The current disk usage reports show "current" disk usage in both chart and tabular form.

The data for these reports comes from the fsimage kept on the NameNode, so the data in a report will be only as current as when the last checkpoint was performed. Typically the checkpoint interval is (by default) once per hour, but if checkpoints are not being performed as frequently, the disk usage report may not be up to date. The disk usage report displays the current usage and does not account for deleted files that only exist in snapshots. These files are included in the usage information when you run the du command.

To create a disk usage report:

  • Click the report name (link) to produce the resulting report.

Each of these reports show:

Bytes

The logical number of bytes in the files, aggregated by user, group, or directory. This is based on the actual files sizes, not taking replication into account.

Raw Bytes

The physical number of bytes (total disk space in HDFS) used by the files aggregated by user, group, or directory. This does include replication, and so is actually Bytes times the number of replicas.

File and Directory Count

The number of files aggregated by user, group, or directory.

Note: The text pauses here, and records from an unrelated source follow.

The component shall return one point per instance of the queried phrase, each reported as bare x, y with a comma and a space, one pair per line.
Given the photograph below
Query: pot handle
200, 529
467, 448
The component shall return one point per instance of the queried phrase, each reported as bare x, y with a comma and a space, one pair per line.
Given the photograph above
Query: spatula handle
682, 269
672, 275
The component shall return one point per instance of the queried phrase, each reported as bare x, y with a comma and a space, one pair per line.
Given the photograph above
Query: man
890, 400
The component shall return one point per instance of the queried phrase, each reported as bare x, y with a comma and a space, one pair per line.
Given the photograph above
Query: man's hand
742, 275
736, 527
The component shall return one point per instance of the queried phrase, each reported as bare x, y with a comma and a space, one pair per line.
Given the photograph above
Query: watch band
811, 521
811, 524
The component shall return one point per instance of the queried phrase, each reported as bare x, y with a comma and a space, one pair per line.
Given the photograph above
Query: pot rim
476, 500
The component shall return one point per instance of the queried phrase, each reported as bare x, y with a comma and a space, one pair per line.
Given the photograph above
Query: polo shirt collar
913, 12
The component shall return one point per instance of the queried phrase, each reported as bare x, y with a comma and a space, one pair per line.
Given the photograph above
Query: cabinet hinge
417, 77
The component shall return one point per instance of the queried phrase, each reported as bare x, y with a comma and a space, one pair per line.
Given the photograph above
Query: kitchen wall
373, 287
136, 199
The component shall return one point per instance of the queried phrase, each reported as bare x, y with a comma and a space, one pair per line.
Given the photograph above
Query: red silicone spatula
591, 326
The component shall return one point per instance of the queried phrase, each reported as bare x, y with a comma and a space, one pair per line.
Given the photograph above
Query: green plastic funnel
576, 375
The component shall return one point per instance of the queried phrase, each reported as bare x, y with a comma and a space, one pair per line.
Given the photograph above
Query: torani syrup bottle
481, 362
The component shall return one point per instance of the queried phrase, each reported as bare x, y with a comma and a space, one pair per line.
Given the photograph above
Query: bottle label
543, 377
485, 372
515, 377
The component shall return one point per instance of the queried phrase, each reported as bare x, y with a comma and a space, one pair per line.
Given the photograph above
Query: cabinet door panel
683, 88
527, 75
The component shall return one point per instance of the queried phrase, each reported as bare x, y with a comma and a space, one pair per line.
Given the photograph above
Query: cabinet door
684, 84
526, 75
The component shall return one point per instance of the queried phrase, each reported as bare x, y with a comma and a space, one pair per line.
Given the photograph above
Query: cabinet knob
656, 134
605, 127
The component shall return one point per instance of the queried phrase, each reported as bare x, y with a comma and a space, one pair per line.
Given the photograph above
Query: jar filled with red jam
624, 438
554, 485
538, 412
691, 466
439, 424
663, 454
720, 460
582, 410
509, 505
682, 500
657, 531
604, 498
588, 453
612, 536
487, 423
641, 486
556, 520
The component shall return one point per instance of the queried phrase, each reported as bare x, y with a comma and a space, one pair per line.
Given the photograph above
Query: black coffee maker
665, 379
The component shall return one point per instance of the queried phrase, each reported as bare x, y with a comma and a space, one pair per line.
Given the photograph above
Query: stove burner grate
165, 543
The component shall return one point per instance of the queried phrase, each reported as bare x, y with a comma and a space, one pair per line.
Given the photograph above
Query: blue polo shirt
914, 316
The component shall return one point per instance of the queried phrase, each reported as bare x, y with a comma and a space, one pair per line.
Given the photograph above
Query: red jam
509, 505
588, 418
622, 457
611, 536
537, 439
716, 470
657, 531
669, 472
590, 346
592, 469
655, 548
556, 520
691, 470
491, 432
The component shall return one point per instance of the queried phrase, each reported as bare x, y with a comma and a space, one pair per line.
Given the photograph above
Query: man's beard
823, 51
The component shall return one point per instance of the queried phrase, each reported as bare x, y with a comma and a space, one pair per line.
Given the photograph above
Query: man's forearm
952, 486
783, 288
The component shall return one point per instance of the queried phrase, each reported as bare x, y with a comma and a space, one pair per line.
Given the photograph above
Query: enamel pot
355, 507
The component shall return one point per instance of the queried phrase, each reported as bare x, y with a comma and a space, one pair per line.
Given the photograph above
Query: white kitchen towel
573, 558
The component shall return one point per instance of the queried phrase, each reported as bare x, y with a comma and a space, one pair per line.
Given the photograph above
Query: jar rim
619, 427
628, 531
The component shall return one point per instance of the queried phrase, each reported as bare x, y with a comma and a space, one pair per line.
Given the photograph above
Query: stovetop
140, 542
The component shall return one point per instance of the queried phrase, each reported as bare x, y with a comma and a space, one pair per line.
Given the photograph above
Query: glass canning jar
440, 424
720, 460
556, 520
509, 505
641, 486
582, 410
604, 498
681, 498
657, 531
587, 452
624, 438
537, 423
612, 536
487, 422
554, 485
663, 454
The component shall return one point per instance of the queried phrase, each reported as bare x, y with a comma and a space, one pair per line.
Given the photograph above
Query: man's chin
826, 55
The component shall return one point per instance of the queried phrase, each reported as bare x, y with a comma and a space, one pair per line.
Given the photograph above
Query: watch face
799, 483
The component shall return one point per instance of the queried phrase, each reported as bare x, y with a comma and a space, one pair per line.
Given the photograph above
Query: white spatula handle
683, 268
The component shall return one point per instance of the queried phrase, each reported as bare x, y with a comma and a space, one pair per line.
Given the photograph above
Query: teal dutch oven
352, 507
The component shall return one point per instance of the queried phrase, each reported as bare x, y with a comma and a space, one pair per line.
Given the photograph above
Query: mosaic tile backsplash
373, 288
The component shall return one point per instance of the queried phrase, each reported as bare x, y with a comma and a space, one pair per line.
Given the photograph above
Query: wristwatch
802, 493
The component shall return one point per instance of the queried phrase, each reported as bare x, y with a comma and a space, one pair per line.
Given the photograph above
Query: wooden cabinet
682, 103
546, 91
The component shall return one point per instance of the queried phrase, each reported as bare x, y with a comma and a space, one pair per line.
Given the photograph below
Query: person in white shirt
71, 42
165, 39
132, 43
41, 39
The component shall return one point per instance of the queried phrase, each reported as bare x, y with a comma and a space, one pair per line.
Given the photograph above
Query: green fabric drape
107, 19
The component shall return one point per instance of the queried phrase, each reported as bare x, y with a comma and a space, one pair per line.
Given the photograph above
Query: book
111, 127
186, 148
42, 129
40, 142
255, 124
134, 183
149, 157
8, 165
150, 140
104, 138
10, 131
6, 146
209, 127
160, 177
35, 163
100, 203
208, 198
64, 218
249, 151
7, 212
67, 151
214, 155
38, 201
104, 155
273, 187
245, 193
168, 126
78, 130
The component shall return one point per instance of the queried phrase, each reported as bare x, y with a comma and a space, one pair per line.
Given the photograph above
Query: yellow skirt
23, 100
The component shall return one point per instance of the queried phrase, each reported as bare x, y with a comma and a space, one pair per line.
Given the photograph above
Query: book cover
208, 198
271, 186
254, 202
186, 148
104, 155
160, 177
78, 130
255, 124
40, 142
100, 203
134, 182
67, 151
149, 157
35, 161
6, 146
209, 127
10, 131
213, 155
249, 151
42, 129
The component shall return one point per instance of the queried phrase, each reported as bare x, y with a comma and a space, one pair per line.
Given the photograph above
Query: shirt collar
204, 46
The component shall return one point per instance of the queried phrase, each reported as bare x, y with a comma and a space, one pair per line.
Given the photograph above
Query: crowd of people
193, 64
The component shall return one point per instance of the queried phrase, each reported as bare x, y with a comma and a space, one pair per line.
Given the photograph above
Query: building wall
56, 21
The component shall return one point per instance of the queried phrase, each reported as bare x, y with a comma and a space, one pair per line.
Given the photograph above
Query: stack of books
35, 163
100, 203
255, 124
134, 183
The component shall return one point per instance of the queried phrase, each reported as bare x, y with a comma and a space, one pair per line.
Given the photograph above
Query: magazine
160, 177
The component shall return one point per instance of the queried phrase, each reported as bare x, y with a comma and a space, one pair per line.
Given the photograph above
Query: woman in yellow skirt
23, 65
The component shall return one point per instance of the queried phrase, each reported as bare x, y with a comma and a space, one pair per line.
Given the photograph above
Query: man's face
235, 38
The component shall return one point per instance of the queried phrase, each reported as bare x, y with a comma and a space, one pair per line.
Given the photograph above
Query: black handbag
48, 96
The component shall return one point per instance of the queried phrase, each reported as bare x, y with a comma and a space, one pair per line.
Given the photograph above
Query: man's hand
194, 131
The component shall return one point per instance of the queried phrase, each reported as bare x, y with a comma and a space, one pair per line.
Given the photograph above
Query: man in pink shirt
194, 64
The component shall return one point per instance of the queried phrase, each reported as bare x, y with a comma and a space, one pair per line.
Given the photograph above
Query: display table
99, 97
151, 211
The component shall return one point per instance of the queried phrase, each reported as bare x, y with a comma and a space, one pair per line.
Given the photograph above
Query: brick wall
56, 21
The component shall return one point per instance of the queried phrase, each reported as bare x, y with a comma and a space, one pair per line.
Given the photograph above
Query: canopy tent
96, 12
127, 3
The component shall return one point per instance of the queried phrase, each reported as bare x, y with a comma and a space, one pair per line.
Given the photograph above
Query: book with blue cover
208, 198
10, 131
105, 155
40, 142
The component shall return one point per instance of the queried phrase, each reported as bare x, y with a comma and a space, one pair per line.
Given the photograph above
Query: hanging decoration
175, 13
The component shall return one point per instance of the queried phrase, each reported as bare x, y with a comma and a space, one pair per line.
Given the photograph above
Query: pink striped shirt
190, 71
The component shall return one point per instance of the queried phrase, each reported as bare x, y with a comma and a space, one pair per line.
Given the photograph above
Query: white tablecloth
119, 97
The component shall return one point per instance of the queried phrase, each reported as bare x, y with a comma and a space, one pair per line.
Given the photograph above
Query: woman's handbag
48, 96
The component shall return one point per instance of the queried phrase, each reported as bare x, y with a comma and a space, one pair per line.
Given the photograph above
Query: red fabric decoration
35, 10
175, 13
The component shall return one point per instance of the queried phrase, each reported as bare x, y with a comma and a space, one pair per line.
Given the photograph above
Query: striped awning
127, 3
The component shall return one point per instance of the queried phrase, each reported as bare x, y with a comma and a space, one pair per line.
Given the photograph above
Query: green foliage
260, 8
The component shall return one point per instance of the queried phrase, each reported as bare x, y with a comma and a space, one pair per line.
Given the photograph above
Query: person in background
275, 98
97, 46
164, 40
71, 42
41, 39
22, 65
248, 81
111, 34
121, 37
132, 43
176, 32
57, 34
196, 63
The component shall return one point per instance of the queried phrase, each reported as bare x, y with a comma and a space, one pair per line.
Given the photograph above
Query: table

Bytes and Raw Bytes are shown in IEC binary prefix notation (1 GiB = 1 * 230).

The directories shown in the Current Disk Usage by Directory report are the HDFS directories you have set as watched directories. You can add or remove directories to or from the watch list from this report; click the Search Files and Manage Directories button at the top right of the set of reports for the cluster or nameservice.

The report data is also shown in chart format:

  • Move the cursor over the graph to highlight a specific period on the graph and see the actual value (data size) for that period.
  • You can also move the cursor over the user, group, or directory name (in the graph legend) to highlight the portion of the graph for that name.
  • You can right-click within the chart area to save the whole chart display as a single image (a .PNG file) or as a PDF file. You can also print to the printer configured for your browser.